# No pvc for flue pipe vents



## stupid helper (Sep 30, 2012)

I read today that it is against code to run PVC for flue pipe vents.. The PVC is separating and is causing people to get sick from carbon monoxide poisoning.. It might only be on South Carolina where I'm at but you might want to think about it before you do it


----------



## Gettinit (May 9, 2012)

It is OK for sch. 40 on some condensing boilers. Are they not letting you regardless?


----------



## rjbphd (Feb 5, 2010)

stupid helper said:


> I read today that it is against code to run PVC for flue pipe vents.. The PVC is separating and is causing people to get sick from carbon monoxide poisoning.. It might only be on South Carolina where I'm at but you might want to think about it before you do it


 Where did you read it from??


----------



## stupid helper (Sep 30, 2012)

rjbphd said:


> Where did you read it from??


When I got to the shop this morning the boss had some write up about our on the table for everybody to read.. I'll see it I can't find a link for it and put it on here so y'all can read it


----------



## stupid helper (Sep 30, 2012)

www.plumbingengineer.com/may_12/code.php


----------



## chuckscott (Oct 20, 2010)

stupid helper said:


> I read today that it is against code to run PVC for flue pipe vents.. The PVC is separating and is causing people to get sick from carbon monoxide poisoning.. It might only be on South Carolina where I'm at but you might want to think about it before you do it


You sure it wasn't cell core they were talking about?


----------



## ZL700 (Dec 8, 2009)

stupid helper said:


> www.plumbingengineer.com/may_12/code.php


Not the case 
It used to be most the tankless companies would spout this untruth now it tends to be only Rinnai that is the only tankless without PVC venting capabilities under certain conditions. 

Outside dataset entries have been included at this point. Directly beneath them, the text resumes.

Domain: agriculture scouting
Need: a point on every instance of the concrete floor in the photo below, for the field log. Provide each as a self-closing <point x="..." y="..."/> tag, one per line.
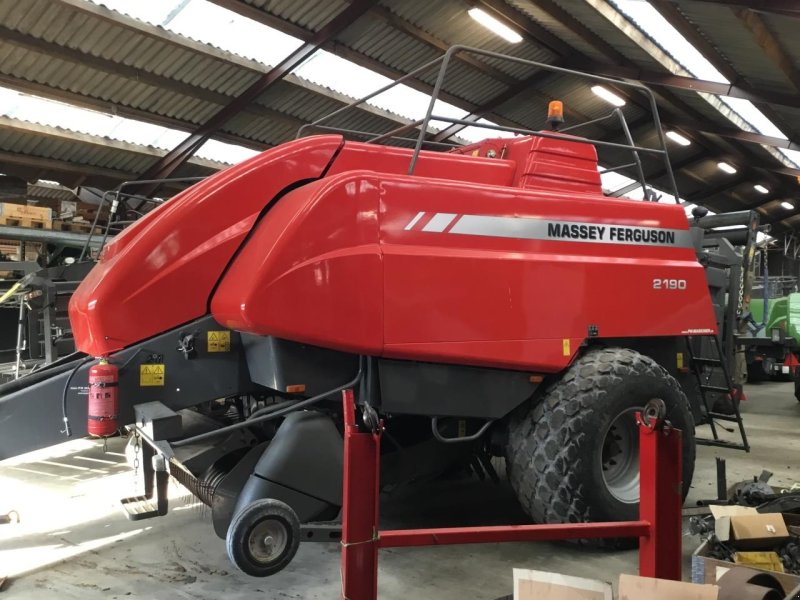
<point x="73" y="542"/>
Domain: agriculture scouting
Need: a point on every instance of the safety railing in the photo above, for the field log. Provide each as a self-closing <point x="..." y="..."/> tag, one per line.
<point x="424" y="125"/>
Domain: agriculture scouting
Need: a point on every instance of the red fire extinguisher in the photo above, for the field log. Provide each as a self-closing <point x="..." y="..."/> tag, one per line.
<point x="103" y="402"/>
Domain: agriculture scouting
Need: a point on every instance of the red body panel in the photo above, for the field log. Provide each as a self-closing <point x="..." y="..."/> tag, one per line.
<point x="343" y="264"/>
<point x="458" y="263"/>
<point x="160" y="272"/>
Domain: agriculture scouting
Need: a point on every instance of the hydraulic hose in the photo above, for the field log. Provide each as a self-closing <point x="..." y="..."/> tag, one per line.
<point x="272" y="415"/>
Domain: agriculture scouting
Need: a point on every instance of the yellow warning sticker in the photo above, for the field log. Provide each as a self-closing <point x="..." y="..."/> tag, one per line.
<point x="151" y="375"/>
<point x="219" y="341"/>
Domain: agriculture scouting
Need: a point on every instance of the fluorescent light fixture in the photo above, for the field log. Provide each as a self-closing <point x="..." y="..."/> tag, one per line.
<point x="678" y="138"/>
<point x="494" y="25"/>
<point x="608" y="95"/>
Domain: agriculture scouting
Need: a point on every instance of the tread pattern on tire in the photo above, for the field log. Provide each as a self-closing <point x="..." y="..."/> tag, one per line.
<point x="545" y="443"/>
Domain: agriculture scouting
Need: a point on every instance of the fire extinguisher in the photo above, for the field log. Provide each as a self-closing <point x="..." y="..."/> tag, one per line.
<point x="103" y="402"/>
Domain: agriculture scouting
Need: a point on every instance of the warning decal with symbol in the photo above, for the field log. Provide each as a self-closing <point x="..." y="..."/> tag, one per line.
<point x="151" y="375"/>
<point x="219" y="341"/>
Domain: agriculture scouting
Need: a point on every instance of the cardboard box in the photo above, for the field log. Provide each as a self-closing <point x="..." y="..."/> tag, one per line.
<point x="747" y="529"/>
<point x="540" y="585"/>
<point x="632" y="587"/>
<point x="706" y="569"/>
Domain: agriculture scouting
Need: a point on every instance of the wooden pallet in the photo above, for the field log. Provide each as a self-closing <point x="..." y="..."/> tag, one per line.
<point x="28" y="222"/>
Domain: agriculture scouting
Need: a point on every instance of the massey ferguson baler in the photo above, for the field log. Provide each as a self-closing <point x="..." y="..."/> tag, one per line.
<point x="474" y="305"/>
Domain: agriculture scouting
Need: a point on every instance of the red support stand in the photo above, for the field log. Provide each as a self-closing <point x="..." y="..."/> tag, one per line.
<point x="658" y="527"/>
<point x="359" y="507"/>
<point x="660" y="501"/>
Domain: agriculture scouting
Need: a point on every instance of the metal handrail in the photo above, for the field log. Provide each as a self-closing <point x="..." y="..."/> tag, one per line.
<point x="444" y="61"/>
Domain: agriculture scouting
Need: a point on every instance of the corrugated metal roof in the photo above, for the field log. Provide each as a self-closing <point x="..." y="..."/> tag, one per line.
<point x="724" y="29"/>
<point x="89" y="54"/>
<point x="83" y="155"/>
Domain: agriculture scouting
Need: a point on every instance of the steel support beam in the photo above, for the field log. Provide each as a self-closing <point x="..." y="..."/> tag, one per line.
<point x="730" y="182"/>
<point x="769" y="44"/>
<point x="183" y="151"/>
<point x="786" y="8"/>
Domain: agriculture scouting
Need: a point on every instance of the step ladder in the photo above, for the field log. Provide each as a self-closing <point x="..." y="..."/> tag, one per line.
<point x="707" y="383"/>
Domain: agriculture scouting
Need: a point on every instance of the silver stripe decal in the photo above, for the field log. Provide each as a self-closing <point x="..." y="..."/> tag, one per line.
<point x="571" y="231"/>
<point x="414" y="221"/>
<point x="439" y="222"/>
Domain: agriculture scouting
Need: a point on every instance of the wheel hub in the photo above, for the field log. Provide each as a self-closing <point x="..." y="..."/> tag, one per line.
<point x="267" y="540"/>
<point x="620" y="457"/>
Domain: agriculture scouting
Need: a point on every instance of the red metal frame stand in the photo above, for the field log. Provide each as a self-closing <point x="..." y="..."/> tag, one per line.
<point x="658" y="527"/>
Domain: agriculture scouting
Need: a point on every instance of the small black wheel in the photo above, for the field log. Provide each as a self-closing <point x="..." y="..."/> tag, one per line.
<point x="263" y="537"/>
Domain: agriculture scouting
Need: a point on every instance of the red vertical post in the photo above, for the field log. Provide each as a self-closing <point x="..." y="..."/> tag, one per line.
<point x="660" y="501"/>
<point x="359" y="508"/>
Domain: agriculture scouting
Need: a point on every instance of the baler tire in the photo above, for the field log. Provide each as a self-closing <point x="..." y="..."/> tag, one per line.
<point x="554" y="455"/>
<point x="244" y="540"/>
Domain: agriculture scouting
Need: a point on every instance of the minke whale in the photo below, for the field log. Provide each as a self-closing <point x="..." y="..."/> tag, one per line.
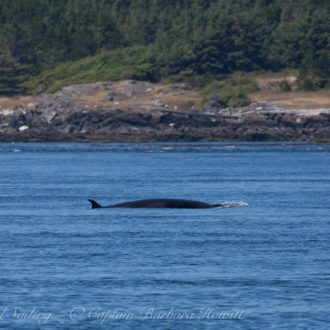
<point x="160" y="203"/>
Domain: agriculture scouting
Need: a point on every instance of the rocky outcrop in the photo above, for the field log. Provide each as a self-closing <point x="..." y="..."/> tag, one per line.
<point x="138" y="112"/>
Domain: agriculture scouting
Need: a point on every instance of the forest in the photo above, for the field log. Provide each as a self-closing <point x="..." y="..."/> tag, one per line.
<point x="47" y="42"/>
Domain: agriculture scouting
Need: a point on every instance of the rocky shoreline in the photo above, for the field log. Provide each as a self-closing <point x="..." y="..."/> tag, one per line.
<point x="132" y="111"/>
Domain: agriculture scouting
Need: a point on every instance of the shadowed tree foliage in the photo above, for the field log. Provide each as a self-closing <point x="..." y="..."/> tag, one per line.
<point x="184" y="37"/>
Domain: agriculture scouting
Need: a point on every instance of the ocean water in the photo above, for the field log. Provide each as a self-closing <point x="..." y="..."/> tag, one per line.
<point x="261" y="266"/>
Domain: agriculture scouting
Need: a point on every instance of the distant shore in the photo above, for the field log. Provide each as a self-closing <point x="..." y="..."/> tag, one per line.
<point x="131" y="111"/>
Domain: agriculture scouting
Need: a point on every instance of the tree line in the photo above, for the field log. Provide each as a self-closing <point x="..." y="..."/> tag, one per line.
<point x="186" y="38"/>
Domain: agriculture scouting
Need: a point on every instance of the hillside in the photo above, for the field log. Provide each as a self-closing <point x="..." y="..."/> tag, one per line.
<point x="46" y="45"/>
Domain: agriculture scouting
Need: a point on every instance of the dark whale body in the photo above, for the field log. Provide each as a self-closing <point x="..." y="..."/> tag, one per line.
<point x="159" y="203"/>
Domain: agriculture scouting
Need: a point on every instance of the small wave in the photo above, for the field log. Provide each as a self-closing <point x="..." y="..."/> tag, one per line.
<point x="233" y="204"/>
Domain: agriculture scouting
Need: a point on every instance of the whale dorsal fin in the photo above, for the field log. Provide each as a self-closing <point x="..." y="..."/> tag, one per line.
<point x="94" y="205"/>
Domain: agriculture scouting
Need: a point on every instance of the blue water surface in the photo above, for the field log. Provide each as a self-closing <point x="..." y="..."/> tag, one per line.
<point x="262" y="266"/>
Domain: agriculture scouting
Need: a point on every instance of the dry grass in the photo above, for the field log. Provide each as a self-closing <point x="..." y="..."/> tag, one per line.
<point x="295" y="100"/>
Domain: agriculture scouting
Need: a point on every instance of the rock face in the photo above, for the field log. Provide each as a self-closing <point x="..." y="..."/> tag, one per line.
<point x="139" y="112"/>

Most boilers manufacturers have a model now that vents with PVC now so it wouldn't be them. 

Ron's continuing to pitch his PVC vent safety system that he's trying to patent and require on all PVC vented appliances. 
All money motivated on his part. 
Ron's writings are only editorials, not code.

Code enforcement usually follows manufacture instructions that have received CSA international safety testing and certification which includes vent systems.


----------



## rjbphd (Feb 5, 2010)

Its the cellaur core that are not allowed.


----------



## stupid helper (Sep 30, 2012)

ZL700 said:


> Not the case
> It used to be most the tankless companies would spout this untruth now it tends to be only Rinnai that is the only tankless without PVC venting capabilities under certain conditions.
> 
> Most boilers manufacturers have a model now that vents with PVC now so it wouldn't be them.
> ...


10-4 I didn't really read it all the way over this morning.. Just kind of glanced at it.. But i believe you are right..bit it's good to know anyways


----------



## ZL700 (Dec 8, 2009)

stupid helper said:


> 10-4 I didn't really read it all the way over this morning.. Just kind of glanced at it.. But i believe you are right..bit it's good to know anyways


Oh I'm right, I know the jerk


----------



## chuckscott (Oct 20, 2010)

stupid helper said:


> www.plumbingengineer.com/may_12/code.php


From the article:

"I was asked to inspect the installation. I photographed, took temperature recordings and used a multi-gas detector to take readings. The two PVC flue vents were connected to two water heaters that were piped together in the garage of a three-story townhome. The plumber had found that the flue pipes _*in separate joist spaces*_ were completely separated and that what appeared to be carbon monoxide poisoning and oxygen deprivation may have caused the woman’s illness; she apparently has brain damage and is now permanently disabled.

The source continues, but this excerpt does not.